The proportion of steroid sensitive ACRs was similar Deforolimus molecular weight in both study groups (SD–83.3%, RD–65.4%; p = 0.2). The number of patients with deranged graft function at the end of the study was higher in the RD group (2.3% vs 12.3%; p = 0.001). Patient survival and infection rates were similar in the two study groups. Conclusion: We conclude that short term outcomes of SD transplants are not inferior to RD transplants. Lesser use of induction therapy in the RD group may explain the poorer outcomes as compared

to the SD group. MATSUKUMA YUTA1,3, MASUTANI KOSUKE1, TSUCHIMOTO AKIHIRO1, OKABE YASUHIRO2, KITADA HIDEHISA2, TSURUYA KAZUHIKO1,3, KITAZONO TAKANARI1 1Department of Medicine and clinical science, Kyushu University; 2Department of Surgery and Oncology, Kyushu University; 3Department of Integrated Therapy of Chronic Kidney Disease, Kyushu University Introduction: Polyomavirus BK nephropathy (BKVN) is an important infectious complication in kidney transplant patients. Regular screening using polymerase chain reaction (PCR) for BKV DNA in

plasma and urinary cytology are effective for early diagnosis of BKVN. However, methods of follow-up and therapeutic targets are not well described. Methods: Ten patients with BKVN who received biweekly urinary cytology and re-biopsies after diagnosis were retrospectively studied.

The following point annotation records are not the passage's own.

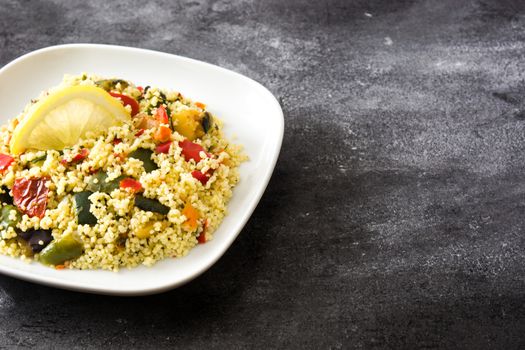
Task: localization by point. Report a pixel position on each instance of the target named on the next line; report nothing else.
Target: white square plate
(249, 111)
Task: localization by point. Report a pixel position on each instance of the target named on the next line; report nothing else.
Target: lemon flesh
(62, 118)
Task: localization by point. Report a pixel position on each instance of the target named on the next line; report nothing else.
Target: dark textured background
(395, 215)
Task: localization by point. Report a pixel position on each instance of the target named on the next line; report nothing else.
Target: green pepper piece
(149, 204)
(5, 221)
(144, 155)
(82, 205)
(58, 251)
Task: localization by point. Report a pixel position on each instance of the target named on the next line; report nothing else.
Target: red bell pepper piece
(128, 101)
(30, 196)
(162, 115)
(163, 147)
(191, 150)
(129, 183)
(5, 162)
(202, 237)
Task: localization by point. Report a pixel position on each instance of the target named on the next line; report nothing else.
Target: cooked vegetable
(189, 123)
(143, 121)
(110, 84)
(5, 220)
(82, 205)
(5, 197)
(161, 115)
(127, 101)
(30, 196)
(191, 150)
(5, 162)
(207, 122)
(40, 159)
(39, 239)
(98, 183)
(152, 205)
(202, 236)
(200, 105)
(61, 250)
(192, 216)
(163, 147)
(144, 155)
(130, 184)
(162, 134)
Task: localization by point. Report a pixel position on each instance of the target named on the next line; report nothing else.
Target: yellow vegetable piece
(62, 118)
(189, 123)
(192, 217)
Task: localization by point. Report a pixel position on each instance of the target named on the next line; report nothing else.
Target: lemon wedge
(62, 118)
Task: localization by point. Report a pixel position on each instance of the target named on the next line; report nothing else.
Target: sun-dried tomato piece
(30, 195)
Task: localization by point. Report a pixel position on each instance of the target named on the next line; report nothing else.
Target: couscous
(99, 173)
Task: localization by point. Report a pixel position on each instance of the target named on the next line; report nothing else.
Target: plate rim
(237, 227)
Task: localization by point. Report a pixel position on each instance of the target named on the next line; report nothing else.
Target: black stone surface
(394, 218)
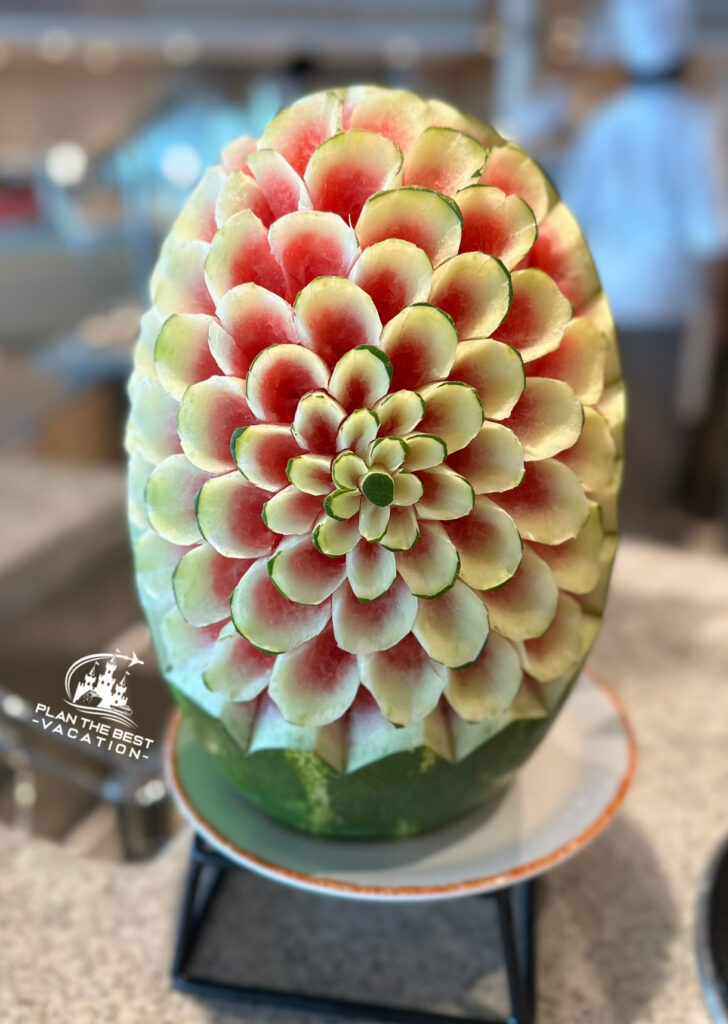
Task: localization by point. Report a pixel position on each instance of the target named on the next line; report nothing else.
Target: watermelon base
(400, 795)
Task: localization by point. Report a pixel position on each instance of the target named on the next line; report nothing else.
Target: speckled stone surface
(83, 942)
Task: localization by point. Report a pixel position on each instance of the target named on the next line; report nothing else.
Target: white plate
(564, 796)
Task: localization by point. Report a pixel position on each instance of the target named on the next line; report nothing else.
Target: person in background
(645, 179)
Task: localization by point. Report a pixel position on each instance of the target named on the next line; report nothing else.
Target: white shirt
(644, 181)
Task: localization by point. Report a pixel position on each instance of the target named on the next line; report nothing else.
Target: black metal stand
(207, 869)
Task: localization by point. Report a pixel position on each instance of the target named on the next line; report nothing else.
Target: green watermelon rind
(403, 794)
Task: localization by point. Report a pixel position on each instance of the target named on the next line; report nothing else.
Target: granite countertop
(84, 941)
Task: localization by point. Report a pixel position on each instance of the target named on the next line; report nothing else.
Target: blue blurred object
(157, 167)
(645, 178)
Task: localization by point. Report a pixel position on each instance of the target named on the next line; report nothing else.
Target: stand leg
(520, 970)
(208, 868)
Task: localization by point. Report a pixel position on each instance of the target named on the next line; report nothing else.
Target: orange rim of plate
(487, 882)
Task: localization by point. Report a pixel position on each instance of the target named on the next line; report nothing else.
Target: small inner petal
(379, 487)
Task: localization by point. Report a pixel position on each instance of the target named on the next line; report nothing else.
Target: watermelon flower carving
(375, 435)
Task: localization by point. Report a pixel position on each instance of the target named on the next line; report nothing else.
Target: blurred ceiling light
(180, 164)
(401, 52)
(564, 40)
(66, 164)
(99, 56)
(489, 39)
(55, 45)
(180, 47)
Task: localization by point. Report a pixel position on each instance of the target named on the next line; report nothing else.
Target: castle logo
(97, 711)
(98, 691)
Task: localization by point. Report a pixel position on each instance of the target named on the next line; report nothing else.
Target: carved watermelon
(375, 435)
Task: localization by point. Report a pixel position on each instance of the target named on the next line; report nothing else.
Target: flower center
(379, 487)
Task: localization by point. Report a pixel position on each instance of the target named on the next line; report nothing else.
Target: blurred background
(110, 113)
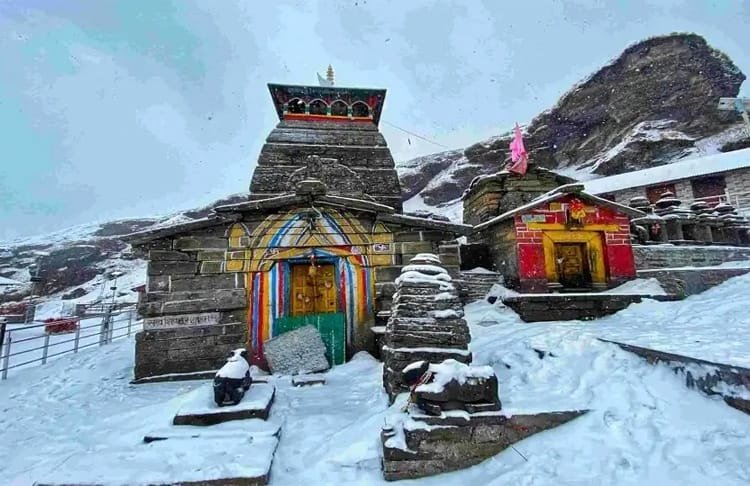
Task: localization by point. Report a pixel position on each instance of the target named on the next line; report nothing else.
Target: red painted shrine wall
(618, 253)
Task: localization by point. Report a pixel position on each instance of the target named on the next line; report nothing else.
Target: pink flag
(518, 154)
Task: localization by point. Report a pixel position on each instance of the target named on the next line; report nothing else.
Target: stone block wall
(358, 146)
(183, 278)
(682, 283)
(669, 256)
(738, 182)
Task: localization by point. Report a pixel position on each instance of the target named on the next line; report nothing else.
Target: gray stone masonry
(457, 443)
(562, 307)
(682, 283)
(359, 149)
(475, 285)
(669, 256)
(713, 382)
(426, 322)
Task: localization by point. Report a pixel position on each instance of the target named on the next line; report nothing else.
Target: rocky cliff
(654, 104)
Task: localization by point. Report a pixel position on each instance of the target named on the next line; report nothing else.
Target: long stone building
(320, 241)
(718, 178)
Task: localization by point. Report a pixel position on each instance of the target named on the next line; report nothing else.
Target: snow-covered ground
(644, 427)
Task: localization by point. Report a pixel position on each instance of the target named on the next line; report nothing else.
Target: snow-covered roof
(710, 164)
(556, 193)
(9, 281)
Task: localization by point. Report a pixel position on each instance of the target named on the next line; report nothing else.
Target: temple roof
(574, 189)
(232, 213)
(282, 94)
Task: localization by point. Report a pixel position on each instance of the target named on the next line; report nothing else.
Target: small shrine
(564, 240)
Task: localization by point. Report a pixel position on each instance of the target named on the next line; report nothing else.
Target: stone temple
(319, 241)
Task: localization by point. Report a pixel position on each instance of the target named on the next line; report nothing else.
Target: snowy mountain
(654, 104)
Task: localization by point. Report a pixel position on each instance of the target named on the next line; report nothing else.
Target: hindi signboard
(182, 320)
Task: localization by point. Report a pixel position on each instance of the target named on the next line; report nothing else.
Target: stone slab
(203, 461)
(457, 440)
(296, 352)
(308, 380)
(733, 376)
(199, 408)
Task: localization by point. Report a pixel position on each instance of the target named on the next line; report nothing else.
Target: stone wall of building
(671, 256)
(360, 147)
(682, 283)
(207, 270)
(738, 182)
(182, 280)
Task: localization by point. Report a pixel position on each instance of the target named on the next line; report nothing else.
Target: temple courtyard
(76, 418)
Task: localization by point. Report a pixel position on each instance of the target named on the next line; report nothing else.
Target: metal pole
(6, 358)
(104, 328)
(3, 324)
(77, 338)
(45, 351)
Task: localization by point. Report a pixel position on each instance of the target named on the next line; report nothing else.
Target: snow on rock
(445, 314)
(417, 277)
(236, 366)
(450, 370)
(201, 400)
(683, 169)
(427, 269)
(641, 286)
(479, 270)
(644, 427)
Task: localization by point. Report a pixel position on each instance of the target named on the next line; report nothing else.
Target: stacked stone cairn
(649, 228)
(732, 227)
(426, 322)
(679, 220)
(668, 221)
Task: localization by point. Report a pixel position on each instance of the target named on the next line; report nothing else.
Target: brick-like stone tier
(718, 374)
(565, 307)
(426, 322)
(459, 442)
(363, 161)
(475, 285)
(684, 282)
(670, 256)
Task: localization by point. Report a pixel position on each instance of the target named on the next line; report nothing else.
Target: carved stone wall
(358, 146)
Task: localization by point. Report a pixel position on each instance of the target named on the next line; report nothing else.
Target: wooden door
(313, 291)
(572, 264)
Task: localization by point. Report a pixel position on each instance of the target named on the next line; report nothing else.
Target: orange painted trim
(562, 227)
(304, 116)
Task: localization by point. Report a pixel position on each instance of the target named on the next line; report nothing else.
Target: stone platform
(732, 383)
(420, 445)
(573, 306)
(200, 409)
(200, 461)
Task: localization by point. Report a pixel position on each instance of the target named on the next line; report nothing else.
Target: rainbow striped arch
(283, 240)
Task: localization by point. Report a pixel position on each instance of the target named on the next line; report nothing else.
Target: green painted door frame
(332, 328)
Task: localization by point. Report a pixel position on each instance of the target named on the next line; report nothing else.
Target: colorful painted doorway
(572, 265)
(313, 301)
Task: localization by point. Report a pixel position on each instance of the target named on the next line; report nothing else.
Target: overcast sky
(115, 109)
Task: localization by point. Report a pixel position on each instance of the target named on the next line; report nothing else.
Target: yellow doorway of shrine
(574, 258)
(313, 289)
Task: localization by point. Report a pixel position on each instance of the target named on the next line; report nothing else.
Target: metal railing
(25, 345)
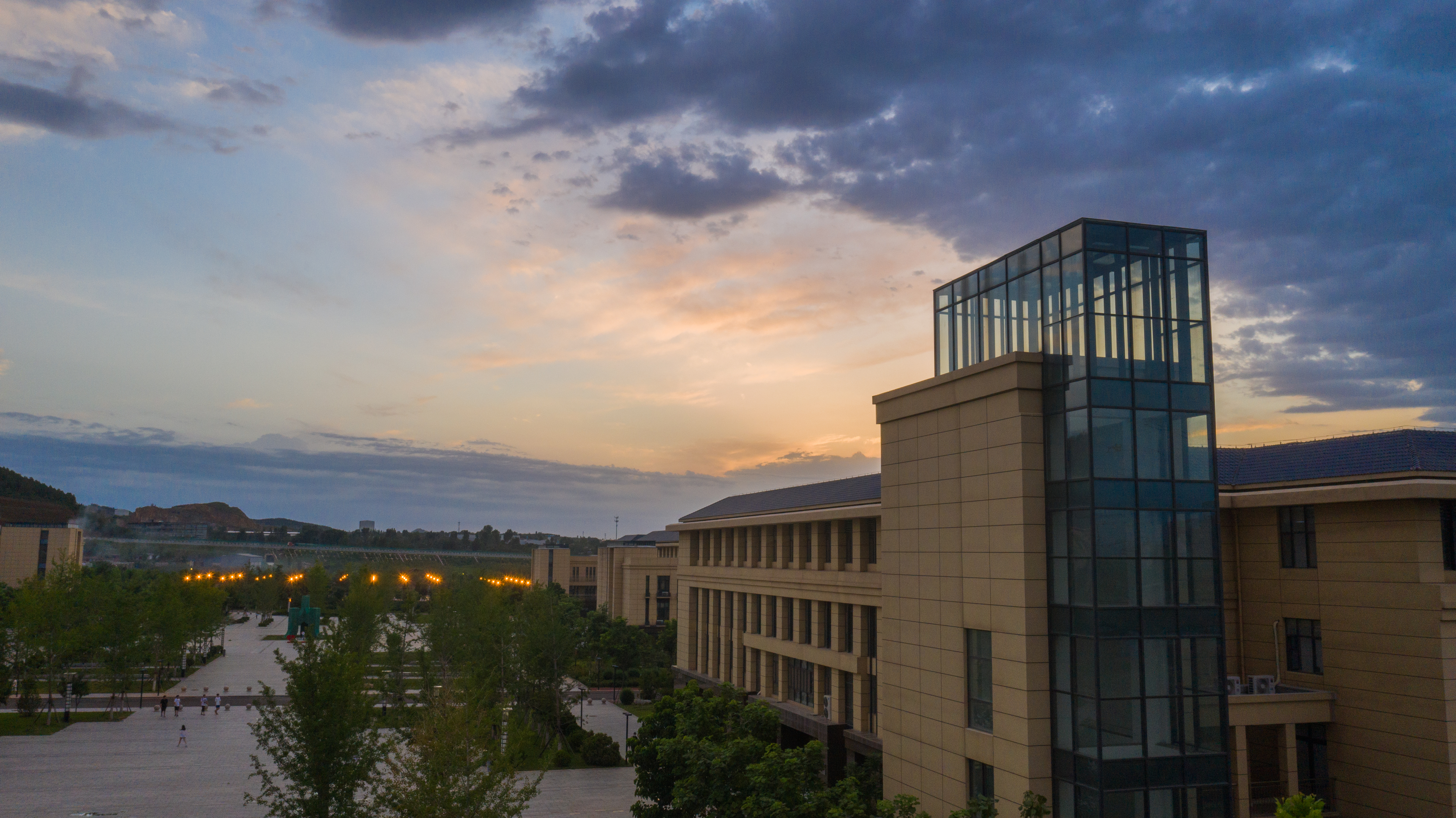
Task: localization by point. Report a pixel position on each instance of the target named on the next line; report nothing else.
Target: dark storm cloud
(668, 187)
(95, 119)
(1312, 140)
(76, 116)
(421, 19)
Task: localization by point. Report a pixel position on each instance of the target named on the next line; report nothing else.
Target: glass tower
(1120, 314)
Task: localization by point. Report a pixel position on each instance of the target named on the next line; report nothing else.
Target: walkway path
(133, 768)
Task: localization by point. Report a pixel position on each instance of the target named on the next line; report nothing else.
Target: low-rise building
(576, 574)
(637, 577)
(35, 536)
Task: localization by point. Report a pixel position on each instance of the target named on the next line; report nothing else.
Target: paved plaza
(135, 769)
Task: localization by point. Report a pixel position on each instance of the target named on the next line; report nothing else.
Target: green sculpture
(304, 619)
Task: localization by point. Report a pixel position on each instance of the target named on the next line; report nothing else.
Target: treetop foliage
(15, 485)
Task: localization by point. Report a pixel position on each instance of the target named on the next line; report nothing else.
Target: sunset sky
(538, 264)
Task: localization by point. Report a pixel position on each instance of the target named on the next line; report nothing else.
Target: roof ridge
(803, 485)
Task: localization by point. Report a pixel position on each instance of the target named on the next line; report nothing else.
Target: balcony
(1279, 746)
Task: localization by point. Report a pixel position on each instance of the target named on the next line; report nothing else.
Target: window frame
(1296, 546)
(1298, 635)
(979, 711)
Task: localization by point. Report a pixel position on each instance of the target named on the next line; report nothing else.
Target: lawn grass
(15, 724)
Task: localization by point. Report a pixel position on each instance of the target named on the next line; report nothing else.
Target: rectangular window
(979, 679)
(801, 682)
(1304, 645)
(1296, 536)
(981, 779)
(1448, 535)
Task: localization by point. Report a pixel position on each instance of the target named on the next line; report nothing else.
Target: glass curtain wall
(1122, 317)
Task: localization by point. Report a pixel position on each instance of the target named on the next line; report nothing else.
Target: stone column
(1291, 760)
(692, 631)
(1241, 772)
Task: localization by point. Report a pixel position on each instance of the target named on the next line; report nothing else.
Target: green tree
(53, 623)
(119, 625)
(363, 613)
(694, 752)
(321, 743)
(549, 642)
(451, 766)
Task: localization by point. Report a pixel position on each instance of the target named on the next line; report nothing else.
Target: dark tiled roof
(1377, 453)
(647, 539)
(34, 512)
(864, 488)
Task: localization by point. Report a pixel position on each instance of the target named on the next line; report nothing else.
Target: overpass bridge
(298, 549)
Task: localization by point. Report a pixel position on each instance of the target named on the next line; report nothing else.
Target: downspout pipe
(1276, 655)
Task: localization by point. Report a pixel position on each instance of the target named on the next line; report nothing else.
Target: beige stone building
(1059, 583)
(576, 574)
(35, 536)
(637, 578)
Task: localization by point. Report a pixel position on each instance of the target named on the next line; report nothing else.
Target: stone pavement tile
(250, 658)
(584, 794)
(132, 769)
(609, 720)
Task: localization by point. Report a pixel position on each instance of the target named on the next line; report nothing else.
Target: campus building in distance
(1059, 583)
(35, 536)
(631, 577)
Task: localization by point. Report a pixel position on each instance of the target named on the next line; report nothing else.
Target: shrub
(1299, 807)
(30, 698)
(599, 750)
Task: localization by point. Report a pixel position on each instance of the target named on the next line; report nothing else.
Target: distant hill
(292, 525)
(18, 487)
(196, 515)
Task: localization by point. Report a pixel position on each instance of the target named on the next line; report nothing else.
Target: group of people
(177, 712)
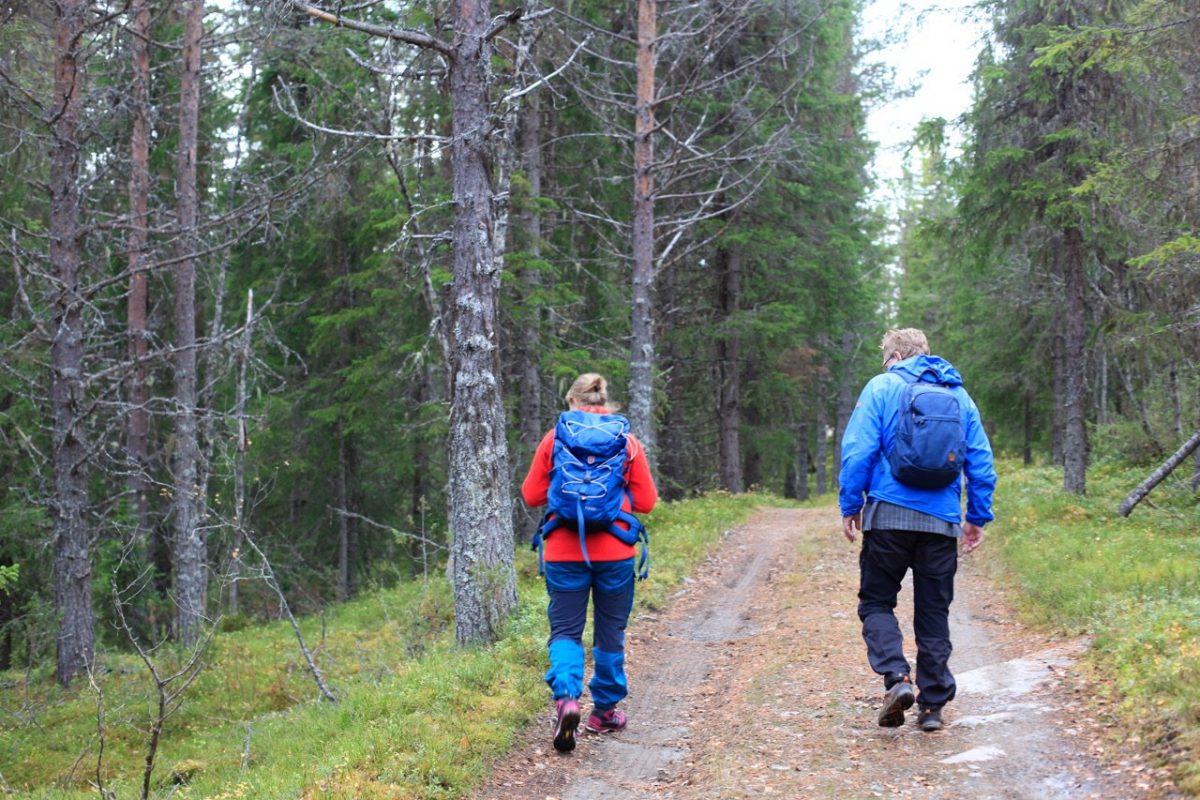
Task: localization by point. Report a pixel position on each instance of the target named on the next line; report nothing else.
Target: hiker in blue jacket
(913, 521)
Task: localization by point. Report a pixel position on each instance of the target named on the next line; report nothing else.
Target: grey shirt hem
(887, 516)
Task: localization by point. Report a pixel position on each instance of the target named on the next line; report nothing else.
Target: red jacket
(601, 546)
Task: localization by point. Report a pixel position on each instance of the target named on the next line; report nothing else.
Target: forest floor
(754, 681)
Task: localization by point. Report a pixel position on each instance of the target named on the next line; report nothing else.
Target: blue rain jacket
(871, 432)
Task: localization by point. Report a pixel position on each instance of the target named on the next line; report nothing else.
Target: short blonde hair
(904, 342)
(591, 389)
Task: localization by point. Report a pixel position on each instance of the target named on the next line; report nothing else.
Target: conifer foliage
(310, 282)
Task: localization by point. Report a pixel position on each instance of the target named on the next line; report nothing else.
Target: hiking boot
(606, 721)
(567, 720)
(930, 717)
(898, 698)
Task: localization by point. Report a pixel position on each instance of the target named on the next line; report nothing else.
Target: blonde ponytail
(591, 389)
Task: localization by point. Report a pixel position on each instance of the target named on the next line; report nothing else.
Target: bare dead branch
(399, 34)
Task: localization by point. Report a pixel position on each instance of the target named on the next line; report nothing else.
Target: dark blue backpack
(930, 440)
(587, 482)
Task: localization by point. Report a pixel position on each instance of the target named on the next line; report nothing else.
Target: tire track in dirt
(755, 683)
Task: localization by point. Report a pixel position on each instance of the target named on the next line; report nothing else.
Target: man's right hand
(851, 524)
(972, 537)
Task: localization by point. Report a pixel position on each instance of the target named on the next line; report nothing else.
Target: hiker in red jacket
(598, 564)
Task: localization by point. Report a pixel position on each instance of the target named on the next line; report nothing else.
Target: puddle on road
(985, 753)
(1015, 677)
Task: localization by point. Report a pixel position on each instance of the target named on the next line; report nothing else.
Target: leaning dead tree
(1157, 476)
(483, 569)
(676, 95)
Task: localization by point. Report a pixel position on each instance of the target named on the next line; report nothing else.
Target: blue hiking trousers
(885, 559)
(610, 584)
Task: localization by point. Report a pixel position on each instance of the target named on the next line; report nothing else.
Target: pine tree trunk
(343, 521)
(139, 284)
(72, 560)
(1074, 449)
(239, 477)
(1176, 402)
(1102, 400)
(529, 348)
(729, 259)
(845, 400)
(483, 567)
(1027, 444)
(641, 366)
(822, 446)
(1059, 409)
(191, 551)
(1195, 474)
(798, 468)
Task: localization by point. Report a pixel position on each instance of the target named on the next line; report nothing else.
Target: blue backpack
(587, 482)
(930, 440)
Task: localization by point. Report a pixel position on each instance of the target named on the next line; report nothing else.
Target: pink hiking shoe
(606, 721)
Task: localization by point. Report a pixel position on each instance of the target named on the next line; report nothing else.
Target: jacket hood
(918, 365)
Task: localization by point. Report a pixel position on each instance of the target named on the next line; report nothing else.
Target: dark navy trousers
(885, 559)
(610, 585)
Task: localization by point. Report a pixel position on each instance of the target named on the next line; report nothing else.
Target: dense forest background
(293, 292)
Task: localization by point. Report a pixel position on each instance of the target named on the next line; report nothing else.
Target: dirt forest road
(754, 683)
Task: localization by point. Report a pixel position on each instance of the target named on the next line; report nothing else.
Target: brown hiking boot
(930, 717)
(898, 699)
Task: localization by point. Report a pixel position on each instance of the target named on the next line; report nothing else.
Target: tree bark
(240, 447)
(727, 370)
(1074, 446)
(641, 366)
(845, 400)
(190, 546)
(1027, 444)
(1157, 476)
(480, 505)
(822, 445)
(798, 468)
(531, 280)
(343, 521)
(1057, 414)
(72, 560)
(139, 286)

Histological remission Target Selective Inhibitor Library of BKVN was determined when biopsy revealed negative SV40 large T-antigen (TAg) staining. Results of urinary cytology and re-biopsy findings were compared. Results: Urinary

decoy cells disappeared in 8 of 10 patients 55 ± 25 (range 13–79) days after index biopsies. In those cases, allograft function was preserved and the final serum creatinine level was 2.14 ± 1.19 (0.80–4.55) mg/dl after 962 ± 393 (325–1563) days of follow-up. Two cases with persistent urinary decoy cell shedding lost their graft 195 and 362 days later. Amongst 29 re-biopsies, there were 13 TAg positive and 16 negative biopsies. In 12 of 13 Tag-positive biopsies (92%), urinary decoy cells were still positive, whereas at the same time in 15 Tag-negative biopsies, decoy cells had already disappeared (94%). Conclusion: Cytology testing is advantageous because of its cost effectiveness. Clearance of decoy cells from urine was closely related to histological Gemcitabine chemical structure remission of BKVN, and may possibly be a therapeutic target in BKVN. RUNGTA ROHIT, RAY DEEPAK SHANKAR, DAS PRATIK Rtiics, Kolkata Introduction: Although primary graft dysfunction is not very common in live donor renal transplantation (incidence: 13.2%) But a good number of recepients do not pass urine in the operation theatere. In such cases an early diagnostic clue is extremely helpful in planning subsequent management. Biopsy from a surgically perfect graft is safe & can provide significant help towards predicting the diagnosis and future events.